I was hunting for an article when my friend came up and asked me this question.
How to list/delete duplicate records without using ROWID?
I never asked why he do not want to use ROWID, because I was caught in some thinking.
I done some googling, and derived the method, but first the ROWID method
First how to delete records with ROWID, and why?
ROWID is the unique record identifier within Oracle, and it is easy to get the minimum of the ROWID for the duplicating criteria and delete the rest of them.
We will take the example of EMP table for simplicity. Assume that there is no primary key in the Employee_Id column due to some data migration requirements. Once the data migration is over I need to check the existense of duplicate records. This is how traditionally we used to achieve this:
Suppose the data after migration stands like this:
Employee_Id Employee_Name
10 Scott
11 Tiger
10 Amanda
10 Nagpal
20 Rawat
It is clear from this data that there are duplicate records, but in a normal data migration there will be millions of records from which identifying the duplicate records will be a nightmare. This is where the following query will save our day:
SELECT Employee_Id, Employee_Name
FROM Employee e
WHERE ROWID NOT IN (SELECT MIN(ROWID)
FROM Employee f
WHERE e.Employee_Id = f.Employee_Id);
The above query will list the following duplicate records:
Employee_Id Employee_Name
10 Amanda
10 Nagpal
We will not get into the decision of what to do with the duplicate records as it is not our discussion topic.
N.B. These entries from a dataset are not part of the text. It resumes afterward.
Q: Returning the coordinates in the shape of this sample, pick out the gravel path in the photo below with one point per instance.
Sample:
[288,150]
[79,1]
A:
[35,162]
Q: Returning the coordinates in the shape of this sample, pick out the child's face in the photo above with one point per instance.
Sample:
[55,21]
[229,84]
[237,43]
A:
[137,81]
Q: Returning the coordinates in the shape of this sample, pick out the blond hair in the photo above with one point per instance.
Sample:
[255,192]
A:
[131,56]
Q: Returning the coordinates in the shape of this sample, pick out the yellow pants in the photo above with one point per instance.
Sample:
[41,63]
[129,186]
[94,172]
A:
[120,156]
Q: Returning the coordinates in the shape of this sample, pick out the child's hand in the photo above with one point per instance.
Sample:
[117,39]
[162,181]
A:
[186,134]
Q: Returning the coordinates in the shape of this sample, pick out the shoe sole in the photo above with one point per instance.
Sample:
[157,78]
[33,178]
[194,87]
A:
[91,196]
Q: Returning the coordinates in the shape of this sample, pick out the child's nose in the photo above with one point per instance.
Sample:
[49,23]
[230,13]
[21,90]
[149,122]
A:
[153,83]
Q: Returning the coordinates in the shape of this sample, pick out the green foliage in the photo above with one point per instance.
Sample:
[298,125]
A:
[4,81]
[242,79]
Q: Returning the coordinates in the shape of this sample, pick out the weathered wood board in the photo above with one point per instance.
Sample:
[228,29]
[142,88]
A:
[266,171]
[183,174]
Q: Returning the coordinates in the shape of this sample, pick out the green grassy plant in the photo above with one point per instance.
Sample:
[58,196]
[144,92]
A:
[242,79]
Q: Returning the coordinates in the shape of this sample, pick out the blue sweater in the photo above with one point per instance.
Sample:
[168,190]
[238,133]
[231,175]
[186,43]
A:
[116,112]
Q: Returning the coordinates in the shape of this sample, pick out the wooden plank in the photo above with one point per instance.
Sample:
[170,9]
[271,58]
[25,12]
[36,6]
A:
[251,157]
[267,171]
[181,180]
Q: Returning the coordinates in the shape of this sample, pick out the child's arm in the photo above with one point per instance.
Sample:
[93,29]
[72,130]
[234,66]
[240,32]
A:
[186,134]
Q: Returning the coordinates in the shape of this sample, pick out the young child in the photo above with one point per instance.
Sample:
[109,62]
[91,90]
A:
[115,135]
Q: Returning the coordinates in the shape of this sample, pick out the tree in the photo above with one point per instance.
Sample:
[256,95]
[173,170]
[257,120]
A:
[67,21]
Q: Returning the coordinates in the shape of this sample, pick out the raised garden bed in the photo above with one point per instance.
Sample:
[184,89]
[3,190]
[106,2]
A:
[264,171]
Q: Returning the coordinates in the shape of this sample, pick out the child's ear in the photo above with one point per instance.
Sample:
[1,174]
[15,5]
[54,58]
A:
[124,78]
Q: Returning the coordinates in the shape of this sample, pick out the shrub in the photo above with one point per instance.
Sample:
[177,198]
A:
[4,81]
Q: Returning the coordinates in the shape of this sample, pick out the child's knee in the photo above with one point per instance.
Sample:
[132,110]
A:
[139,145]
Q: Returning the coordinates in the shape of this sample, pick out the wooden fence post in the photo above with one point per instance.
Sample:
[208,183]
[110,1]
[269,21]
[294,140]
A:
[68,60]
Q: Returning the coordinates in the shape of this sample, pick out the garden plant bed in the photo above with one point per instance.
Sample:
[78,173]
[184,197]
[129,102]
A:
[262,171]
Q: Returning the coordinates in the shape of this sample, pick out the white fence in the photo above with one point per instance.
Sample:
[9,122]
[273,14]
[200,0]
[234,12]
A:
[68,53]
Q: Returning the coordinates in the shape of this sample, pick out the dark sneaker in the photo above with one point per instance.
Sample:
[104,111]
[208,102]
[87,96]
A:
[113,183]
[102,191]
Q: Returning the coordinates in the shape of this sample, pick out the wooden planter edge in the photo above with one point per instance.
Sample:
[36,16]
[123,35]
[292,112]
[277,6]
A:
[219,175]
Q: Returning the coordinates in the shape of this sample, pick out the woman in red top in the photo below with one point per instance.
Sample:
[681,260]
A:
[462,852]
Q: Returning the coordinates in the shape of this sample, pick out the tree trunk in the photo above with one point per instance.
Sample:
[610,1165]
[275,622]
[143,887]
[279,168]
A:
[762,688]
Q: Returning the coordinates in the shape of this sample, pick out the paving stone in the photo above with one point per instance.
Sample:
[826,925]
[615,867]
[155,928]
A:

Now what does the MIN(ROWID) implies in the query? It implies that the first record inserted cannot be a duplicate record, and the rest of the data are. Simple isn't it?
Now how to select the same data without ROWID?
Consider the following select statement:
SELECT Employee_Id, Employee_Name,
decode(row_number() over( PARTITION BY employee_id ORDER BY employee_id),1,'Not duplicate','Dupilcate') Dupicate_Criteria
FROM employee;
The following is the data from the query:
EMPLOYEE_ID EMPLOYEE_NAME DUPICATE_CRITERIA
10 Scott Not duplicate
10 Amanda Dupilcate
10 Nagpal Dupilcate
11 Tiger Not duplicate
20 Rawat Not duplicate
In this, you can see the usage of row_number() function with over() clause. In the over() clause we are partitioning the data on basis of the duplicate criteria, that is the Employee_Id. The Order By clause is mandatory so we will use the same Employee_Id. Now the row_number() function assigns running numbers for each Employee_Id. If there are any duplicate records, the row_number() function will return any value greater than 1 (in the running order).
So it is very easy for us to identify the usage of row_number() function and to find an alternative method of getting duplicate rows without using ROWID in our query. Now it is in your hands to do more research and find out more usages.
Thanks for Subesh Kumar who prompted me for a short research in this topic, and hence this article.